Nehmen wir den Bericht über die künftige Umsetzung der Europäischen Bürgerinitiative (EBI). Wie bereits im Newsletter der vergangenen Woche informiert, wurde die EBI als Instrument im Europäischen Recht verankert, um Bürger*innen mehr Mitspracherecht bei der Entscheidungsfindung der Europäischen Union zu geben. Mit der Bürgerinitiative haben sie eine Möglichkeit bekommen, selbst Themen auf die „europäische Agenda“ zu setzen. Wie jedoch eine von meinem Büro vergangenes Jahr in Auftrag gegebene Studie feststellt, ist die Anzahl erfolgreicher EBIs und deren Auswirkung auf die Gesetzgebung nach über zehn Jahren äußerst gering. Das hat eine Reihe von Gründen. Zentrale Feststellung der Autor*innen, was auch von vielen anderen engagierten Organisator*innen und Expert*innen bestätigt wird: Ohne einige grundlegende Veränderungen und Weiterungen drohen auch in Zukunft nur sehr wenige Initiativen die eine Million nötigen Unterschriften erreichen können – und das trotz hohen Aufwands der jeweiligen Initiator*innen und großem zivilgesellschaftlichen Rückhalt. Und selbst wenn das Quorum der Unterschriften erreicht wird, besteht auch künftig nur wenig Aussicht auf eine wirkliche Umsetzung der Anliegen: Die EU-Kommission wird leider nicht zwingender verpflichtet, Vorschläge dieses Bürger*innenengagements unmittelbar in den legislativen Prozess einzubringen.
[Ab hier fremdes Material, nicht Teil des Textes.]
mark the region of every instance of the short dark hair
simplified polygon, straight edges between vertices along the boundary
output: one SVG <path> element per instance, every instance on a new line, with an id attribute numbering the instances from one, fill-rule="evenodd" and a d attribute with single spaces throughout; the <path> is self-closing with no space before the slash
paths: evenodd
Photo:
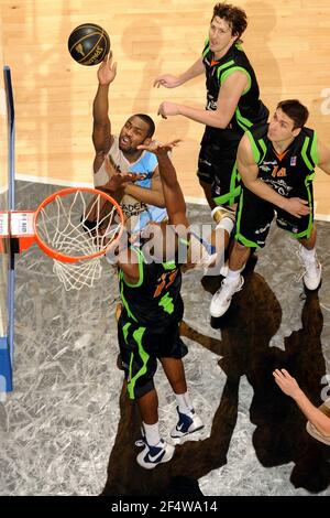
<path id="1" fill-rule="evenodd" d="M 145 115 L 145 114 L 135 114 L 133 115 L 133 117 L 139 117 L 139 119 L 142 119 L 147 126 L 148 126 L 148 131 L 147 131 L 147 136 L 146 138 L 151 138 L 154 132 L 155 132 L 155 122 L 153 121 L 153 119 L 148 116 L 148 115 Z"/>
<path id="2" fill-rule="evenodd" d="M 216 3 L 213 7 L 213 17 L 222 18 L 231 28 L 231 33 L 240 39 L 248 26 L 248 18 L 243 9 L 231 6 L 230 3 Z"/>
<path id="3" fill-rule="evenodd" d="M 302 128 L 308 119 L 309 111 L 298 99 L 287 99 L 278 102 L 276 109 L 280 108 L 294 121 L 294 129 Z"/>

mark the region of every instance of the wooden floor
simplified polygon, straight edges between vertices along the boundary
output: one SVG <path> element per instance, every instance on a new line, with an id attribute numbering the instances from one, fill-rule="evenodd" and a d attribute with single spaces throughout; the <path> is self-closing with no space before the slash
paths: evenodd
<path id="1" fill-rule="evenodd" d="M 152 87 L 162 72 L 185 71 L 201 52 L 215 1 L 0 0 L 4 62 L 12 68 L 16 107 L 16 171 L 21 177 L 57 183 L 91 181 L 91 102 L 97 67 L 76 64 L 72 30 L 84 22 L 109 32 L 118 61 L 110 91 L 114 132 L 134 111 L 157 121 L 158 140 L 182 138 L 175 152 L 187 196 L 202 197 L 195 177 L 202 126 L 157 118 L 164 99 L 204 106 L 204 78 L 179 88 Z M 329 0 L 240 1 L 249 15 L 244 48 L 271 110 L 284 98 L 310 109 L 309 126 L 330 144 Z M 330 219 L 330 177 L 316 180 L 317 213 Z"/>

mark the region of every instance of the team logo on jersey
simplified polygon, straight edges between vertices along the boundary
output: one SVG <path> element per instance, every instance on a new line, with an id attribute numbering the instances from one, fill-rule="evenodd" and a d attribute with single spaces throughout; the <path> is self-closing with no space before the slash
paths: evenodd
<path id="1" fill-rule="evenodd" d="M 280 170 L 278 171 L 278 166 L 275 165 L 275 168 L 273 169 L 273 172 L 272 172 L 272 176 L 275 179 L 275 177 L 283 177 L 283 176 L 286 176 L 286 169 L 285 168 L 280 168 Z"/>

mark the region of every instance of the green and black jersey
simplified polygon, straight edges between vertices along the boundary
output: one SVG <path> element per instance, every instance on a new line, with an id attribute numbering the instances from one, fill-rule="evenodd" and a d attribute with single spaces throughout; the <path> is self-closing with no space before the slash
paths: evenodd
<path id="1" fill-rule="evenodd" d="M 119 272 L 120 294 L 127 317 L 142 326 L 166 327 L 184 314 L 180 296 L 182 272 L 175 261 L 146 262 L 140 248 L 132 247 L 139 260 L 140 278 L 130 284 Z"/>
<path id="2" fill-rule="evenodd" d="M 258 166 L 258 179 L 270 184 L 282 196 L 309 199 L 309 185 L 318 164 L 316 132 L 302 128 L 282 154 L 274 150 L 267 132 L 268 125 L 246 132 L 254 161 Z"/>
<path id="3" fill-rule="evenodd" d="M 235 112 L 228 126 L 244 133 L 253 125 L 264 123 L 268 118 L 268 109 L 260 99 L 260 90 L 254 71 L 240 44 L 233 44 L 219 61 L 213 60 L 213 53 L 207 40 L 202 62 L 206 67 L 207 110 L 217 109 L 219 90 L 224 80 L 234 72 L 243 72 L 249 78 L 249 85 L 243 91 Z"/>

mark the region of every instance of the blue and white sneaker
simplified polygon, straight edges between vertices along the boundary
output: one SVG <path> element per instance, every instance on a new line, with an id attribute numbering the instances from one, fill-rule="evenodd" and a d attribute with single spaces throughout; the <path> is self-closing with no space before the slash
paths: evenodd
<path id="1" fill-rule="evenodd" d="M 165 442 L 164 439 L 161 439 L 155 446 L 151 446 L 145 440 L 136 445 L 144 445 L 142 452 L 136 456 L 136 462 L 145 470 L 153 470 L 158 464 L 170 461 L 175 451 L 175 446 Z"/>
<path id="2" fill-rule="evenodd" d="M 178 407 L 176 407 L 176 411 L 179 419 L 170 432 L 170 436 L 173 439 L 183 438 L 188 433 L 197 432 L 197 430 L 201 430 L 204 428 L 204 422 L 200 417 L 197 416 L 195 410 L 191 410 L 189 413 L 182 413 L 179 412 Z"/>

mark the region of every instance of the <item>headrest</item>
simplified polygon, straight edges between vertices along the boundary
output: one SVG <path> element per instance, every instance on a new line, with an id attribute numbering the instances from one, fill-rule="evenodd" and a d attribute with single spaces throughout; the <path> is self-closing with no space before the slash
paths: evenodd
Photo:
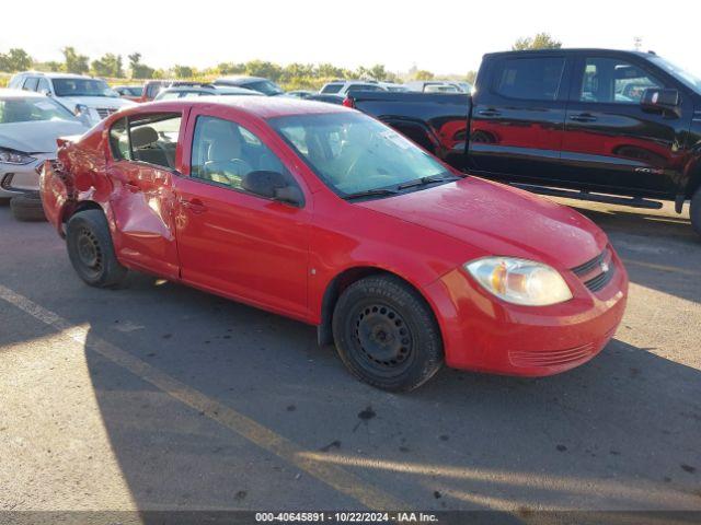
<path id="1" fill-rule="evenodd" d="M 131 130 L 131 148 L 143 148 L 158 142 L 158 131 L 150 126 L 142 126 Z"/>

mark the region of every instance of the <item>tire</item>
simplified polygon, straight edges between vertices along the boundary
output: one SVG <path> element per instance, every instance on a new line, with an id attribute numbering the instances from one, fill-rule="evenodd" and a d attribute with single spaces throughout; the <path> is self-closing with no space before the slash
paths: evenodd
<path id="1" fill-rule="evenodd" d="M 697 189 L 697 192 L 691 198 L 689 217 L 691 218 L 691 228 L 697 234 L 701 235 L 701 188 Z"/>
<path id="2" fill-rule="evenodd" d="M 114 288 L 127 269 L 114 254 L 110 226 L 102 210 L 76 213 L 66 226 L 68 256 L 78 276 L 91 287 Z"/>
<path id="3" fill-rule="evenodd" d="M 22 222 L 46 221 L 44 206 L 38 196 L 18 195 L 10 200 L 12 217 Z"/>
<path id="4" fill-rule="evenodd" d="M 359 380 L 390 392 L 409 392 L 443 365 L 443 341 L 424 299 L 391 276 L 350 284 L 333 313 L 338 355 Z"/>

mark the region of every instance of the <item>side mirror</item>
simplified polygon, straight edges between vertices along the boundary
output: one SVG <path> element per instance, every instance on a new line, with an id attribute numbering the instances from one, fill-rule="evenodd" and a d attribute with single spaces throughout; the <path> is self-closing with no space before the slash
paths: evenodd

Der nun vom Parlament beschlossene Bericht zur Gesetzesnovellierung enthält einige neue begrüßenswerte und auch von uns unterstützte Anpassungen zur Verbesserung der EBI, verschenkt aber leider viel Potenzial für eine weitreichende gründliche Reform. Als einzige Fraktion hat sich THE LEFT mit den erreichten Kompromissen nicht zufriedengeben wollen und nochmals fünf weitere Änderungsanträge im Plenum eingereicht. Unser Anliegen: die Sammlung der Unterschriften zu vereinfachen, mehr Transparenz für die Initiator*innen zu schaffen und eine angemessenere Reaktion auf erfolgreiche Initiativen festzuschreiben. Wir haben natürlich dem Bericht schlussendlich zugestimmt, sind mit dem jetzigen Zustand der Bürger*innenbeteiligung auf EU-Ebene aber noch lange nicht zufrieden. Der Kampf für eine echte Beteiligung der Bürger*innen, die auch zu ganz praktischen Änderungen der Politik führt, muss weitergehen. Das bezieht sich nicht nur auf die EBIs, sondern ebenso auf die Umsetzung der Ergebnisse der großen EU-Zukunftskonferenz, über die ich hier an dieser Stelle häufig berichtet habe – und dies auch weiter tun werde. Nur so viel zum „Zwischenstand“: Die Ko-Berichterstatter*innen für dieses Thema im AFCO-Ausschuss, zu denen auch ich gehöre, verhandeln konkrete Vorschläge für den Umsetzungsprozess, also die mit konkreten Textvorschlägen verbundene Aufforderung an den Rat, einen Konvent nach Artikel 48 EUV zur weiteren Arbeit an der Umsetzung der Zukunftskonferenz einzuberufen. Wir wollen noch vor der Sommerpause ein entsprechendes Kompromisspapier in einem Gesamtentwurf erreichen und diesen den Fraktionen zur Beratung vorlegen, um zuerst im Ausschuss und dann im Plenum des Parlaments abstimmen zu können.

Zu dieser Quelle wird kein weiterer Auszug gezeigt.